1) This variation map overview of the #treaties has some nice changes from the usual presentation. The colour coding groups them better, so that you can see at a glance (for example) why Treaty 1 is not actually the first treaty but rather the first post-Confed treaty. (thread)
2) The gray area is described as "Land for which there are no treaties" which improves on the problematic use of "unceded" as a contrast to "treaty". Treaties are *not* examples of "surrender" despite what we're constantly told about "land sales" between "consenting" parties.
3) There are a number of reasons to be cautious about labeling treaties this way (as the opposite of 'unceded' - which is ostensibly 'lawfully surrendered'):

First, the treaties are not homogenous. They cannot be lumped in together and talked about as if they're all the same.
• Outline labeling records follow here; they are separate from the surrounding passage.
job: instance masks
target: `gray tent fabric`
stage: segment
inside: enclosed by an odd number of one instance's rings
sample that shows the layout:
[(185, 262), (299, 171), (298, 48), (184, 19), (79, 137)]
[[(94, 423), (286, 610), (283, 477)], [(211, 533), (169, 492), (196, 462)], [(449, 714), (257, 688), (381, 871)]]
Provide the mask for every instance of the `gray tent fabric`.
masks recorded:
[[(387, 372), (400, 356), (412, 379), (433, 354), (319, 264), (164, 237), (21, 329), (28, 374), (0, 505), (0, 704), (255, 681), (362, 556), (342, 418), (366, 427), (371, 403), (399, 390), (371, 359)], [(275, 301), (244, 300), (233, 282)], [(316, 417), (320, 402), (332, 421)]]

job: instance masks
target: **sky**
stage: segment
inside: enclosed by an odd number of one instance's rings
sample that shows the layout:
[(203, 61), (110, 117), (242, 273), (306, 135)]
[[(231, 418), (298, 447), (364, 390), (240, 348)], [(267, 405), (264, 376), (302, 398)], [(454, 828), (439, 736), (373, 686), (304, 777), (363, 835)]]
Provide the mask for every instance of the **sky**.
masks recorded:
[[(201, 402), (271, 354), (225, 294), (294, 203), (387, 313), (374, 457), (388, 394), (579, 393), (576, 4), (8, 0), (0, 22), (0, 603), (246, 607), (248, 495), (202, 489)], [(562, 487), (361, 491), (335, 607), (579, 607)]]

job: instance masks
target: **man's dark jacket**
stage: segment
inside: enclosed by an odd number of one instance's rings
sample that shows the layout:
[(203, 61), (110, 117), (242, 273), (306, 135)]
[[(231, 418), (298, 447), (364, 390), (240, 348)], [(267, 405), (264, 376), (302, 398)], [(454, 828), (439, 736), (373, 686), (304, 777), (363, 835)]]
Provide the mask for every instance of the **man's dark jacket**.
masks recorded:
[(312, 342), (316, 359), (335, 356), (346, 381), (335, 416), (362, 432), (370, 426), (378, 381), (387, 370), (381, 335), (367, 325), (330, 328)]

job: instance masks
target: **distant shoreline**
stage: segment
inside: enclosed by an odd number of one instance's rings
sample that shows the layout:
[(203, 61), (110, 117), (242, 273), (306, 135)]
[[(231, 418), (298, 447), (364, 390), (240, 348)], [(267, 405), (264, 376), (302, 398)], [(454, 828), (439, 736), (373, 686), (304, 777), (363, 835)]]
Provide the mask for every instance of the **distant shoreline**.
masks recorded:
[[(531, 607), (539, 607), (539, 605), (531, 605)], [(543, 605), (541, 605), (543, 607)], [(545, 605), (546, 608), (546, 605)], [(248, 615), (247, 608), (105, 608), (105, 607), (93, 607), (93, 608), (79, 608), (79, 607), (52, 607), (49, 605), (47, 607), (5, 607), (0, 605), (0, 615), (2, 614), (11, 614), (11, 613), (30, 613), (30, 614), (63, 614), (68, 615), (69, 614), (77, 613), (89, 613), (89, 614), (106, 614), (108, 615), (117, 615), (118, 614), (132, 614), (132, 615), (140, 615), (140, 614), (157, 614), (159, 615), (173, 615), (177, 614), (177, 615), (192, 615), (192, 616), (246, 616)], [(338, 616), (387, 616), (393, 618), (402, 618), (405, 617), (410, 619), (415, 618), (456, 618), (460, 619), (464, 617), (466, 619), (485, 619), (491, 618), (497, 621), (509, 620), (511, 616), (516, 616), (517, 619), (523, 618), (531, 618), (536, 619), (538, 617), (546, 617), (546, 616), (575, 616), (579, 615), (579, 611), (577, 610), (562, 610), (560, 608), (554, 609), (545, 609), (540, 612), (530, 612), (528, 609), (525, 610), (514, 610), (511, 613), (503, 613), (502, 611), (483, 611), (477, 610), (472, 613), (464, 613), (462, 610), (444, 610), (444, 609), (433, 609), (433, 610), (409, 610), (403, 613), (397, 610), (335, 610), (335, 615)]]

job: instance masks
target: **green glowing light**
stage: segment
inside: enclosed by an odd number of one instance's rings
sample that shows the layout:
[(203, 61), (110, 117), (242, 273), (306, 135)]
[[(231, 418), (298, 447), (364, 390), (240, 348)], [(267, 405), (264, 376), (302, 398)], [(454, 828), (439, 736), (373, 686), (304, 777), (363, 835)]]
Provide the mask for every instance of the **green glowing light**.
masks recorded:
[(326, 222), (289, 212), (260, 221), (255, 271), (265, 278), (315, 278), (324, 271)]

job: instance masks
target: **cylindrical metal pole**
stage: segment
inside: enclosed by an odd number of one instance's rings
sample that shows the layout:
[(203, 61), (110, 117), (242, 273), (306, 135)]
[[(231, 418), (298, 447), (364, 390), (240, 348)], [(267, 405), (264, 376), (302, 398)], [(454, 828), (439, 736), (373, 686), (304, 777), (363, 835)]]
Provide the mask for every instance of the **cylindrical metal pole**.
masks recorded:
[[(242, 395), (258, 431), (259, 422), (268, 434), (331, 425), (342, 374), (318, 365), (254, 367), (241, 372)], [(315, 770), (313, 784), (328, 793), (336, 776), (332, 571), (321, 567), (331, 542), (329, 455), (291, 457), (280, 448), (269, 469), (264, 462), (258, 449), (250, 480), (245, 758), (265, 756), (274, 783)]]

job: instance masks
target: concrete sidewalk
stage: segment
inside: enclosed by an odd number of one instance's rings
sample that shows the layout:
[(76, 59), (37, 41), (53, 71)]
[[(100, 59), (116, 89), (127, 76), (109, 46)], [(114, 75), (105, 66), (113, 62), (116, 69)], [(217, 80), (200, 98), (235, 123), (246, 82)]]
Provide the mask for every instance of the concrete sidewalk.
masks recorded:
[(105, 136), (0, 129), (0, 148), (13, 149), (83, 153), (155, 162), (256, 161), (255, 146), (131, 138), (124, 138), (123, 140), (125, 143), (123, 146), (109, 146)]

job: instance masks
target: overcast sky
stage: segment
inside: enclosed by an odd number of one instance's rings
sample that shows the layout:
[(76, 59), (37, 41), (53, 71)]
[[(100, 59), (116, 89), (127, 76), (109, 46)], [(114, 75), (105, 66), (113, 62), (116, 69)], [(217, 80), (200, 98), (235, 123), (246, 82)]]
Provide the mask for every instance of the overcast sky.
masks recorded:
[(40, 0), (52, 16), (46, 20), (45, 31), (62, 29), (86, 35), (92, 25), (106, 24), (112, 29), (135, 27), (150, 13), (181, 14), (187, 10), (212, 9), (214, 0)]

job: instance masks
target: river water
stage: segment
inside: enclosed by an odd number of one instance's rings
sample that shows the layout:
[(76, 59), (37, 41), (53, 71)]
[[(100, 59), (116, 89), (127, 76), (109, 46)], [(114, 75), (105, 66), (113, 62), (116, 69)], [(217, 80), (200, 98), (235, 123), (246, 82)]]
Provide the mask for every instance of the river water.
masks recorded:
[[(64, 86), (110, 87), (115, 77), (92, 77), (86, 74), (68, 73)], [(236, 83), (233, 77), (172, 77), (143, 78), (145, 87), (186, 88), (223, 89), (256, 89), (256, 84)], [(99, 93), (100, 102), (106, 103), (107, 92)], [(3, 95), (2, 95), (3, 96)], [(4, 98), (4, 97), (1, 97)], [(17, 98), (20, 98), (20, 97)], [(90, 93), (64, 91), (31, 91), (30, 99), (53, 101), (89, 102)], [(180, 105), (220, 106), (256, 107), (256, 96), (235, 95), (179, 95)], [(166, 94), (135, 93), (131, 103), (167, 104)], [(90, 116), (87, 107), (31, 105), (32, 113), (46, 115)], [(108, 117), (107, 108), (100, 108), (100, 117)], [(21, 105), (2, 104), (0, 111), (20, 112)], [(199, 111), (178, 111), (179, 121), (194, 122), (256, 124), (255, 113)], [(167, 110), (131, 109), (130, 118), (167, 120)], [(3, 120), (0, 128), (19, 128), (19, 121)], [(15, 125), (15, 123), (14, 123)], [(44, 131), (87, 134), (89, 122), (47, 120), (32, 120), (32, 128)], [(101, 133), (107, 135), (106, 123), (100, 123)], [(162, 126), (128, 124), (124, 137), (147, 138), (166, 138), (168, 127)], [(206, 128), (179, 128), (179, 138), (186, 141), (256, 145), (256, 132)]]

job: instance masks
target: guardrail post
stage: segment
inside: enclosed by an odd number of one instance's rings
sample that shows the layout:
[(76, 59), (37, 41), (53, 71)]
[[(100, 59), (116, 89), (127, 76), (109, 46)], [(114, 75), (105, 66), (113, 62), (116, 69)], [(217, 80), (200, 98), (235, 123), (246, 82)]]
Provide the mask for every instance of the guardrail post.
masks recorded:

4) Second, the written texts which do actually use phrases that imply massive swaths of territory were "ceded, yielded, surrendered" cannot possibly be understood as the sole & legitimate interpretation of the spirit of those treaties.
5) Anyone who's actually studied them knows that the written texts were so different from the verbal negotiations, expectations & promises made by and for the negotiating parties that the textual alterations would themselves be considered a crime under contract law (then & now).
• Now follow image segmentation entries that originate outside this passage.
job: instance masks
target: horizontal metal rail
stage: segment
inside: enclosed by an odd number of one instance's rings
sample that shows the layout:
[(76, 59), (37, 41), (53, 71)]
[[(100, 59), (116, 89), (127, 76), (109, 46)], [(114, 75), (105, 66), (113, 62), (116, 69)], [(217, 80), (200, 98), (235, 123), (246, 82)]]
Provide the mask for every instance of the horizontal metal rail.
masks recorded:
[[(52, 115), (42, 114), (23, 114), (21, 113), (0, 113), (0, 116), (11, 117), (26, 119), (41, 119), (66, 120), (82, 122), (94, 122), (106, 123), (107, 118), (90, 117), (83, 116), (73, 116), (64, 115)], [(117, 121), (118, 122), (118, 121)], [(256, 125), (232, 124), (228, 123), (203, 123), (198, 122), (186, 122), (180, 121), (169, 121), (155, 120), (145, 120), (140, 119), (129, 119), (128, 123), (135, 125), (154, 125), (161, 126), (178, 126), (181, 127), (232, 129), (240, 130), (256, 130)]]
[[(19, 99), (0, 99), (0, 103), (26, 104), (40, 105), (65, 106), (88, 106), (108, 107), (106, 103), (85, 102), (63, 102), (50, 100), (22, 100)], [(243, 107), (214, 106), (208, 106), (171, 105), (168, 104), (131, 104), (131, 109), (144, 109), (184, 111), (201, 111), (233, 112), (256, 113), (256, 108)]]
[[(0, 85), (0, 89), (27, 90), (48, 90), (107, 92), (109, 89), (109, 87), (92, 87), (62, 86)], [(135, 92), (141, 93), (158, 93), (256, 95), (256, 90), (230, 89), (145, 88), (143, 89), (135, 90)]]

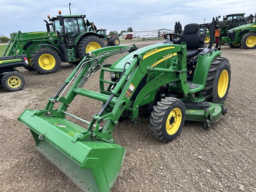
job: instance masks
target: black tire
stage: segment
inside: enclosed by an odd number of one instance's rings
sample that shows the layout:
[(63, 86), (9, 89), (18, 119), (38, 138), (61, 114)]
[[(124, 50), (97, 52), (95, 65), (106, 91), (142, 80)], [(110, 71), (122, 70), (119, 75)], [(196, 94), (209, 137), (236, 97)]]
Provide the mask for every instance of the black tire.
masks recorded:
[(79, 43), (77, 48), (78, 57), (82, 60), (84, 57), (85, 53), (105, 47), (101, 39), (96, 36), (87, 36)]
[(185, 106), (180, 100), (174, 97), (162, 99), (151, 113), (151, 134), (162, 142), (172, 142), (181, 132), (185, 116)]
[(253, 49), (256, 47), (256, 33), (250, 32), (243, 37), (241, 42), (243, 48), (245, 49)]
[(241, 44), (229, 44), (228, 46), (230, 48), (239, 48), (241, 47), (242, 45)]
[(60, 58), (59, 55), (48, 48), (41, 48), (36, 50), (31, 57), (33, 68), (40, 74), (56, 72), (60, 67)]
[(9, 72), (4, 75), (1, 80), (2, 86), (8, 92), (20, 91), (25, 85), (25, 79), (17, 72)]
[(207, 101), (217, 104), (226, 100), (230, 86), (231, 74), (228, 60), (217, 56), (212, 60), (205, 86), (201, 92)]
[(204, 44), (210, 44), (210, 41), (211, 41), (211, 36), (209, 35), (206, 35), (205, 36), (205, 39), (204, 39)]

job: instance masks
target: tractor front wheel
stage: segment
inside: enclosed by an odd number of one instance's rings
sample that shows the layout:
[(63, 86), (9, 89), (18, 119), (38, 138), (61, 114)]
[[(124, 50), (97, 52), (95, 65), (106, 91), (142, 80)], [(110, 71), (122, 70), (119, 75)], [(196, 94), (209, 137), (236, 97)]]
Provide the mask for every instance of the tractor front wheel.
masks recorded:
[(209, 35), (206, 35), (205, 36), (205, 39), (204, 39), (204, 44), (210, 44), (210, 41), (211, 41), (211, 37)]
[(181, 132), (185, 116), (185, 106), (182, 101), (174, 97), (162, 99), (151, 113), (151, 134), (162, 142), (172, 142)]
[(246, 34), (242, 39), (242, 46), (245, 49), (253, 49), (256, 47), (256, 33), (250, 32)]
[(212, 60), (202, 91), (207, 101), (217, 104), (226, 100), (230, 86), (231, 74), (228, 60), (218, 56)]
[(103, 40), (96, 36), (89, 36), (83, 39), (77, 48), (78, 57), (82, 60), (85, 56), (85, 53), (106, 47)]
[(33, 68), (40, 74), (56, 72), (60, 67), (60, 58), (52, 49), (41, 48), (36, 51), (31, 57)]
[(25, 79), (17, 72), (9, 72), (4, 75), (1, 80), (2, 86), (8, 92), (20, 91), (25, 85)]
6) Even if a particular treaty did in fact constitute a land ‘surrender,’ in the eyes of *all* its signatories (a big "if" in itself), it also assumes that the treaty was never voided by ‘breach of contract’.
7) Treaty 1, for example, was broken - even by its altered, duplicitous *written* terms - by "the Dominion" of Canada almost before the ink was dry.
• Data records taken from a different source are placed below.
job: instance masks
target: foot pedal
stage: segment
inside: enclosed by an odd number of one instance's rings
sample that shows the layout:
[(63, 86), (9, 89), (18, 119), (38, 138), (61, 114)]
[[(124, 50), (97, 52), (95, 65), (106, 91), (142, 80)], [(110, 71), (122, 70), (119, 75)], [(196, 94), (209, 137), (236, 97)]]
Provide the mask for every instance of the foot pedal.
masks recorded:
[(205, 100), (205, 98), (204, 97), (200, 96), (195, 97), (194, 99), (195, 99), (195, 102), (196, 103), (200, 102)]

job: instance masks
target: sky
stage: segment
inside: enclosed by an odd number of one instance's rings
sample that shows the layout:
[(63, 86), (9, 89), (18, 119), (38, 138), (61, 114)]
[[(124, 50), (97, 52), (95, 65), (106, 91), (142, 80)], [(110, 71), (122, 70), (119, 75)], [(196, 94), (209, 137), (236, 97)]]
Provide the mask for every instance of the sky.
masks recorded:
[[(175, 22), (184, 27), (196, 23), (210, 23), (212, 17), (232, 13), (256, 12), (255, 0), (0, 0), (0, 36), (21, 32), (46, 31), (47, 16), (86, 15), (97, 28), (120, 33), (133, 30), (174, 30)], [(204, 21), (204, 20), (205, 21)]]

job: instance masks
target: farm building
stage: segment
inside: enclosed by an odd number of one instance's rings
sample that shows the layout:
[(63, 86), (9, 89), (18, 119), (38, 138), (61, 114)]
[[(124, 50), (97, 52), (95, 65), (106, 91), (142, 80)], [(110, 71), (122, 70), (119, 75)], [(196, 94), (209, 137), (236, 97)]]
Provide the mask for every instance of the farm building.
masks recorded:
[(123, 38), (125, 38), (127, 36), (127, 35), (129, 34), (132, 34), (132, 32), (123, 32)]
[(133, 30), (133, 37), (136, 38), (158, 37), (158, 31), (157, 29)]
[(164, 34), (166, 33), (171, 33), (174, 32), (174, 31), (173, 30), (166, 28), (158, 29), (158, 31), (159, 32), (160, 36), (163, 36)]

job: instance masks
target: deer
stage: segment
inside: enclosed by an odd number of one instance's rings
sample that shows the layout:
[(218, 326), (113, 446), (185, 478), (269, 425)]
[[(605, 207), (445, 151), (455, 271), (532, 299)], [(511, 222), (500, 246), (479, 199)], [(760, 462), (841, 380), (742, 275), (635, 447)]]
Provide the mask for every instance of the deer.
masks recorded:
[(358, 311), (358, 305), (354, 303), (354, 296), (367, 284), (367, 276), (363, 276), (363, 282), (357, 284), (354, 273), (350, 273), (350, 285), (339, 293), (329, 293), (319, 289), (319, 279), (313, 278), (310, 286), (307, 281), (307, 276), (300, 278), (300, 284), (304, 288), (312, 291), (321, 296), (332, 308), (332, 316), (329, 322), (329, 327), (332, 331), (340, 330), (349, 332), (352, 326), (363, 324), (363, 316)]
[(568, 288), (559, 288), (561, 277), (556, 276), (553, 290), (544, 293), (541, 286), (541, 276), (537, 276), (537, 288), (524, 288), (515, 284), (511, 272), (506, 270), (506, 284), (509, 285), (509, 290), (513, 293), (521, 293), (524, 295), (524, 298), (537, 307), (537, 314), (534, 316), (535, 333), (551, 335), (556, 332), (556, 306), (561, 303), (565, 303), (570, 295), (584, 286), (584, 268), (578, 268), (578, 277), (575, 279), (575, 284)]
8) Some of the ways in which the spirit & letter of the treaty was broken include:

a) *deliberate* failure on the part of the colonial regime to incorporate the verbal understandings and promises of both parties;
9) ... b) imposition of external legislation such as the Indian Act (which had iterations or proto-iterations imposed on Manitoba in 1874 that were themselves violations of Treaty 1);

c) broken promises with respect to "reserve land" locations, sizes, and boundaries; ...
10) and d) state & non-state land thefts & land encroachments, including the foundation of illegal settler colonies on designated reserve land. The Town of Selkirk was itself a monumental breach of Treaty 1's promises to the People of Peguis at what was then called "St. Peter's."
11) People interested in the details of just one aspect of this process & some of the First Nations resistance to it may find my M.A. thesis on the topic of some use: "'As She Shall Deem Just': Treaty 1 & the Ethnic Cleansing of the St. Peter's Reserve, 1871-1934" (U of M, 2009)
12) Any uncritical description of Treaty 1 as a "land surrender" fails to recognize that land was not only not surrendered in some kind of consensual land sale, but even by the terms that did get incorporated into text, it was completely breached & voided by 1874 at the latest.
13) Even by European property and contract laws (then and now) -- and I am not suggesting that ought to be the standard -- this suggests that *all* of southern Manitoba (if not most of Canada) remains unceded territory.
14) Settlers complaining that First Nations get "special privileges" for exercising treaty rights not only don't know the facts or history, but ironically seem unaware that the only alternative to honouring the treaties is to give everything back. #LandBack
15) That's what we're supposed to do when we steal something. We either make amends, and compromise in a way that *the aggrieved parties actually consent to*, or we give it all back.